This repository contains FLARE, a Snakemake-based workflow for metagenomics and AMR (antimicrobial resistance) analysis.

1) Installation

Clone the repository and enter it:

git clone https://github.com/stalbrec/FLARE && cd FLARE

Create and activate the Snakemake environment (replace the name if you prefer):

conda env create -f workflow/envs/snakemake.yaml -n snakemake
conda activate snakemake

Note: the workflow uses --use-conda so Snakemake will create per-rule envs from workflow/envs/ when needed.

2) Minimal configuration

Edit config/config.yaml and set at least:

  • samples: path to your FASTQ folder or a samples.tsv file
  • output_dir: directory for results

Filenames should include R1 and R2 (e.g. sample1_R1.fastq.gz).

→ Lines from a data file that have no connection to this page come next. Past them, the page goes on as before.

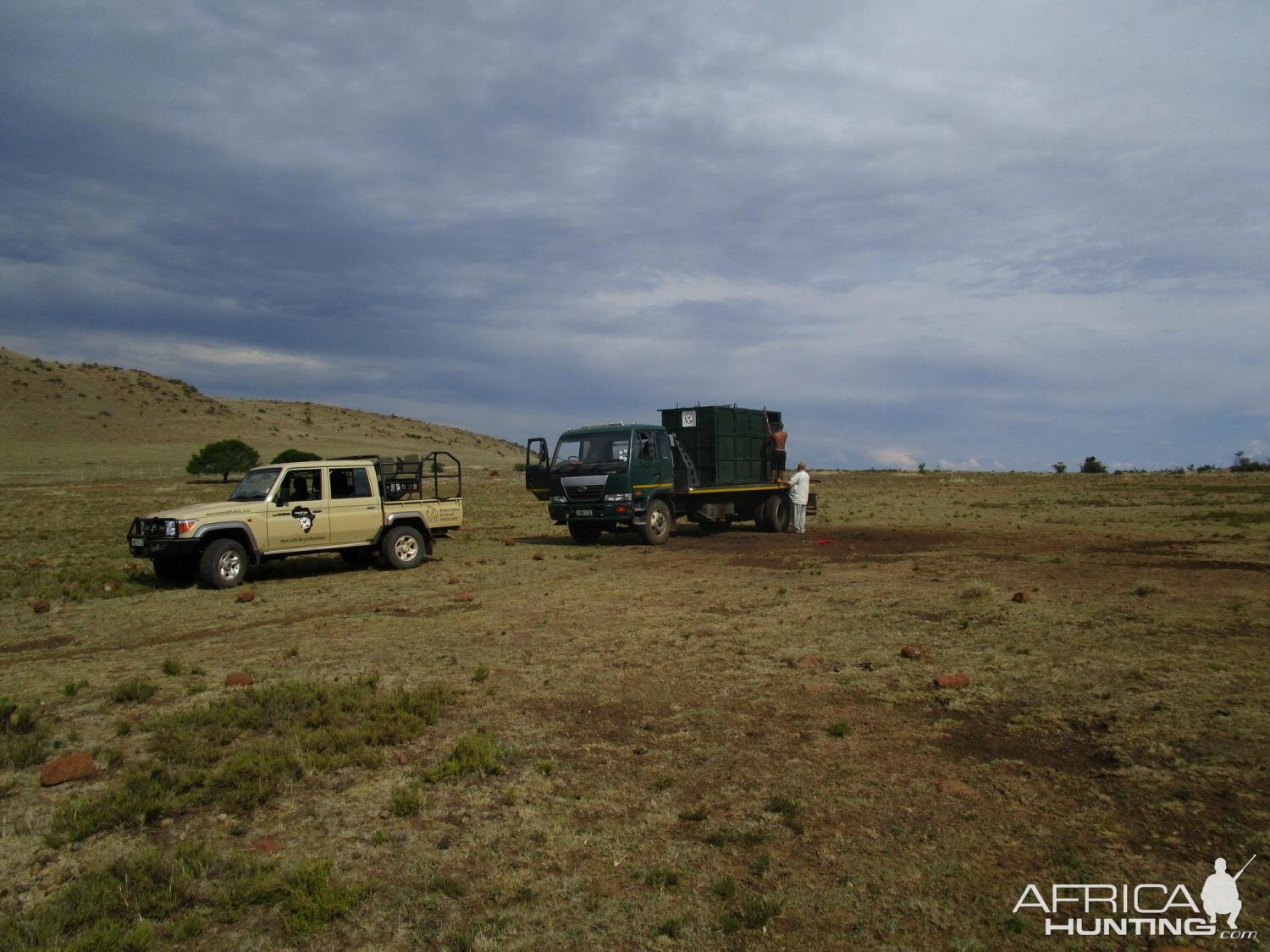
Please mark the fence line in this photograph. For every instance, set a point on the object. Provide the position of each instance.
(96, 474)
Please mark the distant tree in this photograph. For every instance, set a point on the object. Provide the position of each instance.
(225, 456)
(1246, 464)
(295, 456)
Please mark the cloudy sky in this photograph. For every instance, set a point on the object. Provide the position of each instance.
(977, 235)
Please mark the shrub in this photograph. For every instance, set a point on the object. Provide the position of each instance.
(223, 457)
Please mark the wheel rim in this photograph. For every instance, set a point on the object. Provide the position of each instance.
(406, 548)
(657, 522)
(230, 565)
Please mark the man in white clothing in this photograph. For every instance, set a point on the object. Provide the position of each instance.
(799, 484)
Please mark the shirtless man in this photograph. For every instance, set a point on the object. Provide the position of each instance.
(779, 438)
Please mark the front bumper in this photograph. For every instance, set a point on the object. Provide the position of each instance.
(152, 546)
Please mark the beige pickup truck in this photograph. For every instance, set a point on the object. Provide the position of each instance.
(363, 508)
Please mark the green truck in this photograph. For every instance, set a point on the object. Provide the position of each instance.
(709, 465)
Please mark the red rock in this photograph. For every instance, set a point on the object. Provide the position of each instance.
(957, 789)
(71, 767)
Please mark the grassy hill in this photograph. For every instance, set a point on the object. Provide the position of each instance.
(102, 421)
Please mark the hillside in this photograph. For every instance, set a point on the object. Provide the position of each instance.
(96, 419)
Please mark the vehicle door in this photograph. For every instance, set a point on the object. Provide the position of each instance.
(297, 515)
(538, 470)
(650, 470)
(353, 509)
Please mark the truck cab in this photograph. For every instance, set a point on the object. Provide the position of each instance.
(607, 476)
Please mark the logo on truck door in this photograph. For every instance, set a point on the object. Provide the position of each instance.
(304, 517)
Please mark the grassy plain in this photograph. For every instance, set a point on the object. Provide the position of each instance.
(710, 744)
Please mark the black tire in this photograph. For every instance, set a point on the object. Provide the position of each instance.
(224, 564)
(403, 548)
(776, 513)
(175, 571)
(584, 533)
(657, 523)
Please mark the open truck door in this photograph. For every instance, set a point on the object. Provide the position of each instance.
(538, 470)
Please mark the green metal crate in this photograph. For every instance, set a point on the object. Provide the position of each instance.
(728, 443)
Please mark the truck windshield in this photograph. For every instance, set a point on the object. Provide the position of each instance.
(254, 487)
(581, 451)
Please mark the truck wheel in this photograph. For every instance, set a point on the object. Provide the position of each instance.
(175, 571)
(776, 513)
(657, 523)
(403, 548)
(224, 564)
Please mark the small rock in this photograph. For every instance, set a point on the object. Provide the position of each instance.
(71, 767)
(957, 789)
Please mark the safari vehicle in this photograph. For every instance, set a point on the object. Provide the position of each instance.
(365, 508)
(709, 465)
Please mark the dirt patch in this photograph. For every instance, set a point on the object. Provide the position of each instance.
(986, 736)
(762, 550)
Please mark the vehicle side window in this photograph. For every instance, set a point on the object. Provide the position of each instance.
(304, 485)
(350, 484)
(663, 446)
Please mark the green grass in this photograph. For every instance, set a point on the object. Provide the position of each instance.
(239, 753)
(472, 753)
(159, 895)
(132, 691)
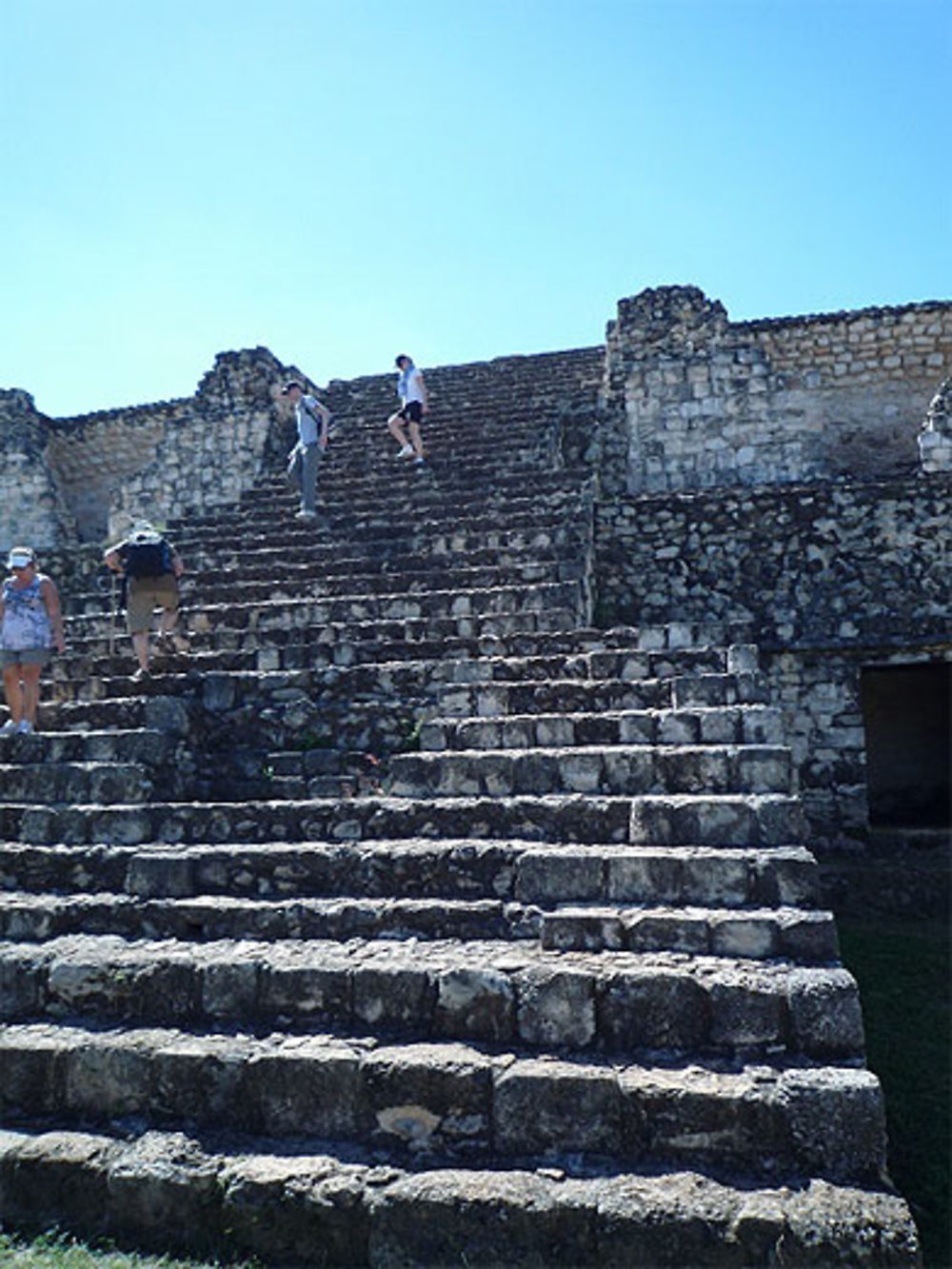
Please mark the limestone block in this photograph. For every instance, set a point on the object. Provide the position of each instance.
(746, 1013)
(824, 1013)
(396, 995)
(479, 1004)
(654, 1009)
(543, 1105)
(430, 1097)
(305, 1086)
(837, 1122)
(555, 1008)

You can use this dummy config as a starting point (this is the repository's default config/config.yaml):

# kraken2
kraken2_db: "/home/common-data/databases/kraken2_old"
kraken2_memory_mapping: true
# deeparg
deeparg_data: "/home/common-data/databases/deeparg"
# individual runs
samples: "/home/common-data/seq/testfiles/"
output_dir: "results-test"

Short explanation of the keys:

  • kraken2_db: path to a Kraken2 database used for taxonomic classification.
  • kraken2_use_tmpfs: if true, copy Kraken2 DB to tmpfs for speed (requires enough RAM).
  • kraken2_tmpfs_path: path to tmpfs mount point for Kraken2 database.
  • kraken2_memory_mapping: use memory-mapped files if supported.
  • deeparg_data: path to DeepARG data directory.
  • samples: path to your FASTQ folder or samples.tsv file (required).
  • output_dir: directory where results will be written (required).

Edit the file with:

nano config/config.yaml

3) Simple run

# activate conda environment if not active already:
conda activate snakemake

# run the workflow
snakemake

Re-run the same command after fixing errors — Snakemake will skip completed steps.

5) Troubleshooting

General tips:

  • Check logs/ for rule-specific logs.
  • If conda envs fail, ensure conda activate snakemake succeeded.

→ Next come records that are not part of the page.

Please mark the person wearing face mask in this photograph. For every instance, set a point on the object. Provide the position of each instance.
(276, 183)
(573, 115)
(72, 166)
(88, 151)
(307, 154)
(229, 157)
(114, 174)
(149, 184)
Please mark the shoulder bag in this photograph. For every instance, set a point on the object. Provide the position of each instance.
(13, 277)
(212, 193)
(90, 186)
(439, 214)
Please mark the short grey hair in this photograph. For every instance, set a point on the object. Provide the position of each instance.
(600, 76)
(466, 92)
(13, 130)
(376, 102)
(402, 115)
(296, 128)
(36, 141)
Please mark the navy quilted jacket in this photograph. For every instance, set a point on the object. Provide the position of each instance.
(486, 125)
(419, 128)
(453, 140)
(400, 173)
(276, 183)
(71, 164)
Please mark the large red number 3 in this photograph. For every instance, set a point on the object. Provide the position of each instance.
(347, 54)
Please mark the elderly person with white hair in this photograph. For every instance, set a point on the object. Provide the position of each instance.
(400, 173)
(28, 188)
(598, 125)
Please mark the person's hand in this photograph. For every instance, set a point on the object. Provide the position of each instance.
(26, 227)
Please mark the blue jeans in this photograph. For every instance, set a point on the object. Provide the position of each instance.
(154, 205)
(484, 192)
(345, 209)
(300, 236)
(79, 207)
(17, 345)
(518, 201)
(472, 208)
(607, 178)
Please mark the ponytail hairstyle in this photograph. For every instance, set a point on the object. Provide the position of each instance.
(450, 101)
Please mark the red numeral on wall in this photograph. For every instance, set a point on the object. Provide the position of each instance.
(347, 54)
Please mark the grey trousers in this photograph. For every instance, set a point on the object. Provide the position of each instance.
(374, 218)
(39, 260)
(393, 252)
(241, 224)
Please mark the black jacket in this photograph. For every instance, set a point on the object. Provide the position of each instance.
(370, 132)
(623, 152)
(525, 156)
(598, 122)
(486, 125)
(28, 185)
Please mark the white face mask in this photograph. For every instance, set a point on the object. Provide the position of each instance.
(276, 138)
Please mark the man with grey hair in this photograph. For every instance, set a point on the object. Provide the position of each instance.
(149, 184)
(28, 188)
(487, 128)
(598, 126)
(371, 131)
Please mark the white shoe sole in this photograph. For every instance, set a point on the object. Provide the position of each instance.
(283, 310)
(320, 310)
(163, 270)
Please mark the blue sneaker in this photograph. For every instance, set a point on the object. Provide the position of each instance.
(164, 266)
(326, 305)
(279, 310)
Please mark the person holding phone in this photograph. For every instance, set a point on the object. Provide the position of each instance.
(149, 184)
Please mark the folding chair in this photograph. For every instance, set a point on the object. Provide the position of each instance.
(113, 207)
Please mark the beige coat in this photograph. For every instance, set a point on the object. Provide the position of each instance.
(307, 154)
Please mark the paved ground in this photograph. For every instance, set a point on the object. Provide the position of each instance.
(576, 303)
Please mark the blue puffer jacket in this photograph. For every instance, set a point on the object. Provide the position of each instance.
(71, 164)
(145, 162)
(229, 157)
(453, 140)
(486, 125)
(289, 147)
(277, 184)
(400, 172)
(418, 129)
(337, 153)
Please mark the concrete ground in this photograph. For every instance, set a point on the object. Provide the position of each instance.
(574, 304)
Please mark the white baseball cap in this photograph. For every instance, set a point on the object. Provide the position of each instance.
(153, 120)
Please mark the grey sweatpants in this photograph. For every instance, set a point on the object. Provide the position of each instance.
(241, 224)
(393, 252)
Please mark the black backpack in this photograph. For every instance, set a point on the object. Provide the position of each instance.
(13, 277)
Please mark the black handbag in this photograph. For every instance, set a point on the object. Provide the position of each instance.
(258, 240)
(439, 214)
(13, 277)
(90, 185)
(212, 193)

missing input files inside the container

If Snakemake complains about missing input files, make sure any paths you added in your config are also bound to the singularity runtime in workflow/profiles/default/config.yaml:

singularity_args: "--bind /absolute/path/to/some/data/path"

The docker image is not accessible/gone and I need to switch to installing the conda environment on the system

Just go through all rules (i.e. in workflow/Snakefile and in all files in workflow/rules) and replace:

    container:
        "docker://ghcr.io/stalbrec/flare:latest"

with:

    conda:
        "../envs/metagen.yaml"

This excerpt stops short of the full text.